Name: D1 Glitter
Source: Tom Rebenclau, Jack Drews
percent | component |
---|---|
53.00% | Potassium Nitrate |
18.00% | Sulfur |
11.00% | Charcoal (airfloat) |
7.00% | Aluminium (-325 mesh, spherical) |
7.00% | Sodium Bicarbonate |
4.00% | Dextrin |
The composition designer suggests dampening with 6% plain water with 1 part of boric acid dissolved in it when pressing comets or pumping stars. It need not be ball milled if your components are already sufficiently fine, just screen together, moisten and granulate through a coarse sieve ready for pressing/pumping.
It burns fairly fast with a brilliant tail of long delayed gold flashes. It is quite drossy, not really suitable for gerbs or rockets, it will slag their nozzles very rapidly.
It is moderately hygroscopic and should be protected from dew and condensing/damp conditions in general, but it is far from unusable and quite a bit better than Winokur #24 in this regard. It should be dried well before use, and it takes some time to dry properly. A damp D1 Glitter star will be hard to light, produce almost no glitter and often burn to the ground. I strongly suspect that many of the issues reported using D1 Glitter by other pyrotechnists is a lack of proper drying.

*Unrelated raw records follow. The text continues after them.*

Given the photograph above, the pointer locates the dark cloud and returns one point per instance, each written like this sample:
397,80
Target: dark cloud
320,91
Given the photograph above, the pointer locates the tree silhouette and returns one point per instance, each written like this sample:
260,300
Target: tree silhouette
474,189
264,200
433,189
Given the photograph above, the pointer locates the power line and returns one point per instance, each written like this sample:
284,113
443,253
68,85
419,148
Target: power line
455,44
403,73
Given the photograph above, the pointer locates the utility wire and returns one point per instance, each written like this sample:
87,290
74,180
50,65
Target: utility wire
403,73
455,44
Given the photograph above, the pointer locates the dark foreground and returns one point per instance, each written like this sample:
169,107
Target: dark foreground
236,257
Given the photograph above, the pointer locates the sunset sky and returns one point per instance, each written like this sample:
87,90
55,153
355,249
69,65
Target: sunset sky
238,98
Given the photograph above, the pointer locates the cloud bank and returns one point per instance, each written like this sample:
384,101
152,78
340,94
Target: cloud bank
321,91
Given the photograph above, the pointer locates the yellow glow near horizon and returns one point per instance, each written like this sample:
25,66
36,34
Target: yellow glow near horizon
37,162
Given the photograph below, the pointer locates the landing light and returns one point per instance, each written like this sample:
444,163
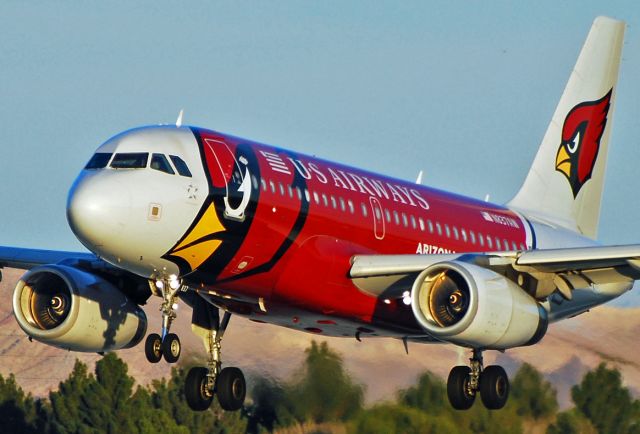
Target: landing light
173,282
406,298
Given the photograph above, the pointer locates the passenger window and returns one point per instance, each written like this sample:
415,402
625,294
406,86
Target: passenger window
98,161
160,162
130,160
181,166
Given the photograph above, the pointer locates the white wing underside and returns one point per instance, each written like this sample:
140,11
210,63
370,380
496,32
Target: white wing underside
554,269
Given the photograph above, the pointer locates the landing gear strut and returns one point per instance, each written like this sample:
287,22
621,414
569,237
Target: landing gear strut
167,344
202,383
464,382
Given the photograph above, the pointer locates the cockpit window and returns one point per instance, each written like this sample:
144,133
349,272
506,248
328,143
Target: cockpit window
181,166
160,162
130,160
98,161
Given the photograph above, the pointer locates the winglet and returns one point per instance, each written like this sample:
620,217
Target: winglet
179,120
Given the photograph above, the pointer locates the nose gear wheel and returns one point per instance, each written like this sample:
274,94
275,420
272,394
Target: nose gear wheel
202,383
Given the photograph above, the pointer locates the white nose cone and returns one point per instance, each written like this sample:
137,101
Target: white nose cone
98,210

The stars can be carefully forced dry in an ~85 C oven if all else fails. I've never experienced a Nitrate/Al alkaline reaction run away doing this, even at higher temperatures and with no special pains taken to protect the Aluminium.
I generally use a 25% solution of alcohol and somewhat less than 6% solvent, probably half that amount typically. Larger amounts are needed for cutting. It need only just stick together if you are pumping. Forcing through a sieve several times will help distribute small quantities of moisture evenly.
I also like to ball mill the mixture sans the metal to achieve homogeneity. However, note that milling for too long (more than an hour or so) will reduce the tail length and glitter delay significantly.
Some like to keep 4-5 parts of the charcoal fairly coarse, 60-100 mesh which adds body to the non-glittering part of the tail.
The Aluminium is somewhat critical to the effect. Fine flakes are generally wasted on D1, however some bright flake can help with fallout problems, or stubborn failure to glitter. Atomised Aluminium of tightly controlled and overall quite fine particle sizes is ideal. There should not be too much coarse material.
I recommend meal priming to ensure ignition and proper engulfing so all stars in a device will burn for nearly the same time and produce equally dense effects.